Jayne's "Probability Theory" is a great book on Bayesian probability theory, but if you've got a Mathematical education, which I suspect you might, it's going to piss you off. Just ignore the parts where Jaynes bloviates about things he doesn't understand, and learn from the parts where he teaches the things he does. Most of the book is the latter.

Er... So, where does the measure-theoretic definition of probability become incompatible with "Bayesian probability" you talk about? Can you give a reference that supports your position? (I understand there are disputes on foundations, but representationally these all seem to be exactly the same thing.)

Who said they were incompatible? I only said they're different. In measure-theoretic probability theory, you start with a space, in Bayseian, you don't. In measure-theory land the propositions that get assigned probabilities must be subsets of the space, in Bayes-land they can be anything that's true or false (or will be in the future) in the real world.

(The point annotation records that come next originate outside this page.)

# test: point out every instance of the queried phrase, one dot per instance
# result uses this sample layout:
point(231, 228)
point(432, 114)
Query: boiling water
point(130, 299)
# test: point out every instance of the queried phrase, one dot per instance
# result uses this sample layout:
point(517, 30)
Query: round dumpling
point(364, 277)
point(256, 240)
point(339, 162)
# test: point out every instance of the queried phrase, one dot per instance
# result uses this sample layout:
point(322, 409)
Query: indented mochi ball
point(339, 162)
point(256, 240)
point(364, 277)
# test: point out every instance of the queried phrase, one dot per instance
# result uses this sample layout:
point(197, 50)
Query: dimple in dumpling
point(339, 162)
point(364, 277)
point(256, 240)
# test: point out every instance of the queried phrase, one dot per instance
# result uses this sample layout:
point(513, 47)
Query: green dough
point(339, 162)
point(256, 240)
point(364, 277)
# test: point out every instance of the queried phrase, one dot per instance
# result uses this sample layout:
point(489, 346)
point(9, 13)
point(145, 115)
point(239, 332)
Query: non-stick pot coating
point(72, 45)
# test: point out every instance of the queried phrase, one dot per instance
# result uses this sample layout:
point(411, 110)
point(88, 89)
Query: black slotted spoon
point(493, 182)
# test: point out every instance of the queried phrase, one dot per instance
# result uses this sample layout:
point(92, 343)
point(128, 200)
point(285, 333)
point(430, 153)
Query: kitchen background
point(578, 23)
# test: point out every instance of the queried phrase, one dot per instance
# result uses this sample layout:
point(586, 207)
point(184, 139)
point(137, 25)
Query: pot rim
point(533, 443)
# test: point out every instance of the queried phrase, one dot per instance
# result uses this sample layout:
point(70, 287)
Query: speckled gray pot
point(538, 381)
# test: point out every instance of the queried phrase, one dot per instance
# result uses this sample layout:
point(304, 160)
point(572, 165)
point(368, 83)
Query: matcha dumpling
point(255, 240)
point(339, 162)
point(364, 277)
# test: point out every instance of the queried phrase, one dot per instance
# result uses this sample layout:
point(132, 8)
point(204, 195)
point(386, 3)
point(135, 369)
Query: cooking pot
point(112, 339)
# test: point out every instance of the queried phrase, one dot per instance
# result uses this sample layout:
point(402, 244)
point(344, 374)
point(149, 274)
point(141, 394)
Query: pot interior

The difference between the two is not a dispute on foundations. They really are two different, but overlapping theories. Measure-theoretic probability theory is a formal mathematical theory, like group theory or point-set topology, It's a set of theorems about mathematical objects (probability measures) that satisfy certain axioms. Those objects may be good models of something in real life, or they may not. Either way the theorems are still true. For a reference on this topic, see, well, any book on measure theory. There are lots of them. Here's one

http://www.amazon.com/Probability-Measure-3rd-Patrick-Billingsley/dp/0471007102/ref=sr_1_13?ie=UTF8&s=books&qid=1241625621&sr=1-13

Bayesian theory is just not that formal. What are the axioms of Bayesian theory? What propositions are allowed? How do you select Priors? Bayesian probability may use a lot of math, but math isn't what it is. It's more like physics than group theory.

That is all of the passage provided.